Die Gleichmäßigkeit der beabsichtigten farblichen Wirkung ist abhängig von der Farbwahl, den Gesteinskörnungen und der Wahl der Oberflächenbearbeitung: dunkle, glatte Oberflächen werden eher unterschiedlich empfunden als helle, raue Oberflächen. Der Einsatz von Matrizen oder einer besonders texturierten Schalhaut schafft ebenfalls eine sehr exakte Oberfläche. „Gerade die Oberflächentexturen, die durch Stocken, Scharieren oder Schleifen bearbeitet werden, sind sehr aufwendig und erfordern mehrere Arbeitsgänge,“ erklärt Dipl. Ing. Heinz Eberherr, Architekt bei Laumer Bautechnik GmbH.

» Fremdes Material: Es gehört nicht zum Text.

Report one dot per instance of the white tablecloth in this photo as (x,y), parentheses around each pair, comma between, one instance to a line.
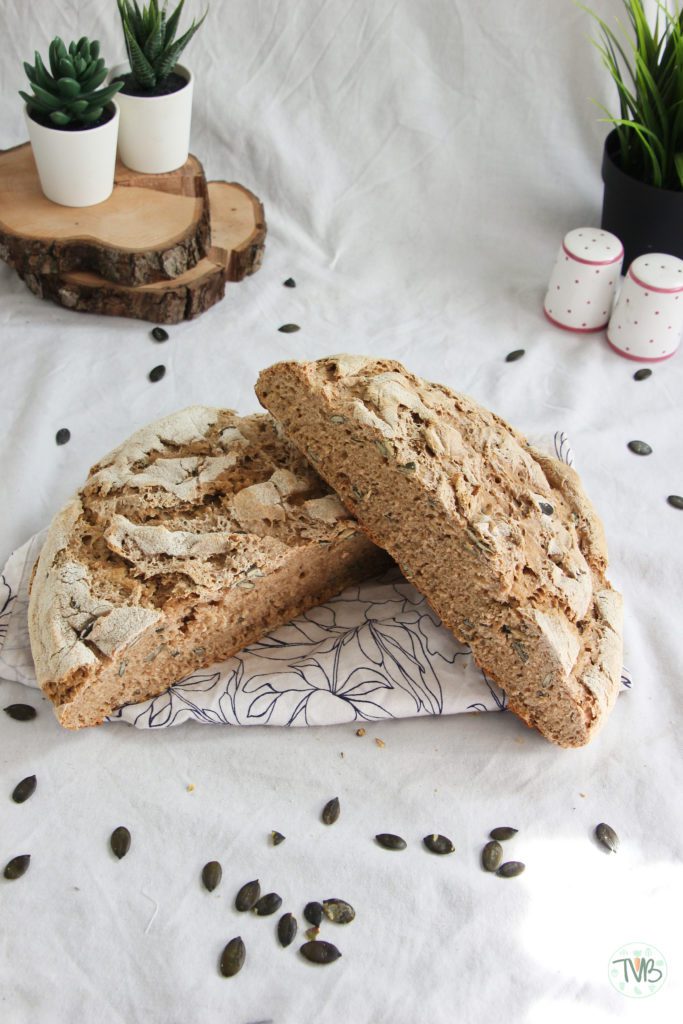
(419,165)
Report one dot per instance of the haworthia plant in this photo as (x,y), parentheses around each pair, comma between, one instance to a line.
(69,92)
(151,43)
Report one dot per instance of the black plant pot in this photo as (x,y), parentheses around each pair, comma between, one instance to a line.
(646,219)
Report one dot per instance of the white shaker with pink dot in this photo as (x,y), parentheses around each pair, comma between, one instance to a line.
(583,284)
(647,322)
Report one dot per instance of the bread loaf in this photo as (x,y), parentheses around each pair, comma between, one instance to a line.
(189,541)
(500,538)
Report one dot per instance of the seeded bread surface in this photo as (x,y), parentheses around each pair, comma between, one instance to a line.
(500,538)
(191,540)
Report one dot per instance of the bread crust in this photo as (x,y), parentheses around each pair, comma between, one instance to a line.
(499,537)
(193,539)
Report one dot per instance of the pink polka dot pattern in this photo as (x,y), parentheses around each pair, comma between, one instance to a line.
(583,283)
(647,322)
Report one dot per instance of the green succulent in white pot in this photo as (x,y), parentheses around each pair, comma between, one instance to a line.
(72,123)
(156,100)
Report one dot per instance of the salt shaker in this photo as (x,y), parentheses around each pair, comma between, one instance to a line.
(647,322)
(584,281)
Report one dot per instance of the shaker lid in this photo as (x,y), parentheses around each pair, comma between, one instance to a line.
(658,271)
(592,245)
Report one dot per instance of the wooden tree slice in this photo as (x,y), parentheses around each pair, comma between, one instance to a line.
(238,230)
(153,226)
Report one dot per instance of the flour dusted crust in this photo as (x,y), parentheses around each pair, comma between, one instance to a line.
(499,537)
(186,543)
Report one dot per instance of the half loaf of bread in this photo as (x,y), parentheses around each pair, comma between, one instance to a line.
(193,539)
(500,538)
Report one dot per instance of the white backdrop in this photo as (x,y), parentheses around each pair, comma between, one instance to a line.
(419,164)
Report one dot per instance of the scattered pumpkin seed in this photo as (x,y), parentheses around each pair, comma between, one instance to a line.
(510,869)
(24,790)
(211,875)
(640,448)
(319,951)
(287,929)
(331,811)
(267,904)
(17,866)
(120,842)
(502,833)
(492,855)
(391,842)
(232,957)
(313,913)
(606,836)
(20,713)
(338,910)
(438,844)
(248,895)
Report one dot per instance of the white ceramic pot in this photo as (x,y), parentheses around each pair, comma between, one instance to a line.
(76,168)
(154,135)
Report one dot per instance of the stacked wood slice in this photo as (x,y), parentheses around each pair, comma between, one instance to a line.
(162,248)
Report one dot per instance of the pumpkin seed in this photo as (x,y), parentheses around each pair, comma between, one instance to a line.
(232,957)
(313,913)
(503,833)
(492,855)
(338,910)
(24,790)
(391,842)
(120,842)
(248,895)
(438,844)
(20,713)
(287,929)
(211,875)
(319,951)
(331,811)
(510,869)
(267,904)
(606,836)
(17,866)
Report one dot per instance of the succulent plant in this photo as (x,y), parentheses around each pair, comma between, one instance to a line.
(151,43)
(70,94)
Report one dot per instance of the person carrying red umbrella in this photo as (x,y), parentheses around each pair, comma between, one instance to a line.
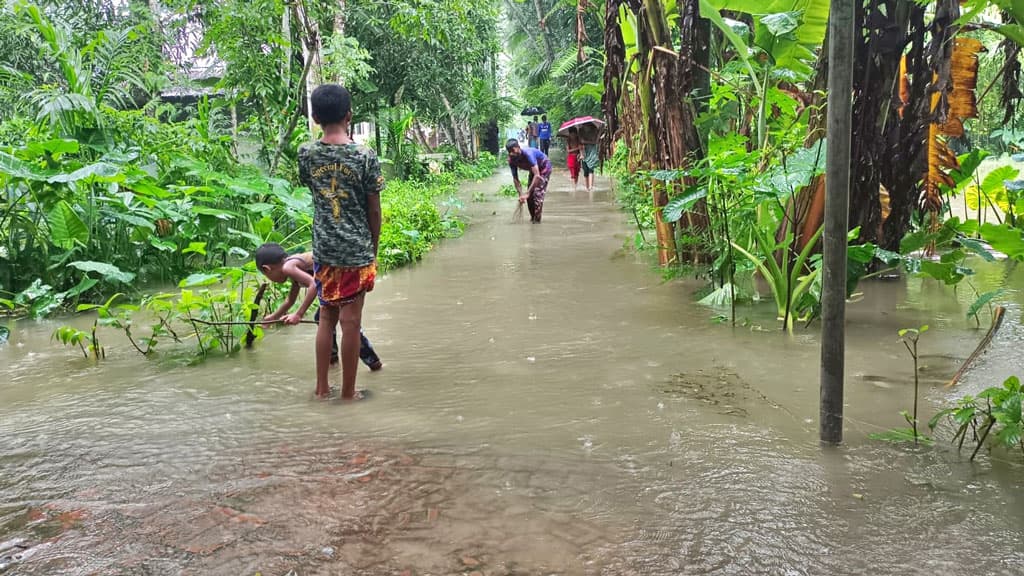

Bez + Kock Architekten aus Stuttgart bauten für die Gemeinde Poing bei München ein Gemeindezentrum mit einer aufwendig gestalteten Sichtbetonoberfläche. Ihren Entwurf erläutern die Architekten: „Das Bürgerhaus spielt aufgrund seiner übergeordneten Funktion eine besondere Rolle in der öffentlichen Wahrnehmung. Dieser Logik folgend haben wir das Gebäude als ein ganz besonderes Haus entwickelt, welches sich in Form, Material und Detailausbildung von seiner Umgebung deutlich unterscheidet.“ Während sich das Gebäude zur Straße hin eher geschlossen zeigt, sind im Bereich der Säle große Fensteröffnungen in den Baukörper geschnitten, die die Innenräume in ein helles Tageslicht tauchen. Hinter der präzise gearbeiteten Betonfassade sind alle Aufgaben für ein funktionierendes Gemeinwohl hinter einer exklusiven Gebäudehülle zusammengefasst, von Räumen für Verwaltung und Vereinsarbeit über Sitzungssaal und repräsentatives Foyer bis hin zu Mehrzweckräumen für kulturelle und sportliche Betätigung.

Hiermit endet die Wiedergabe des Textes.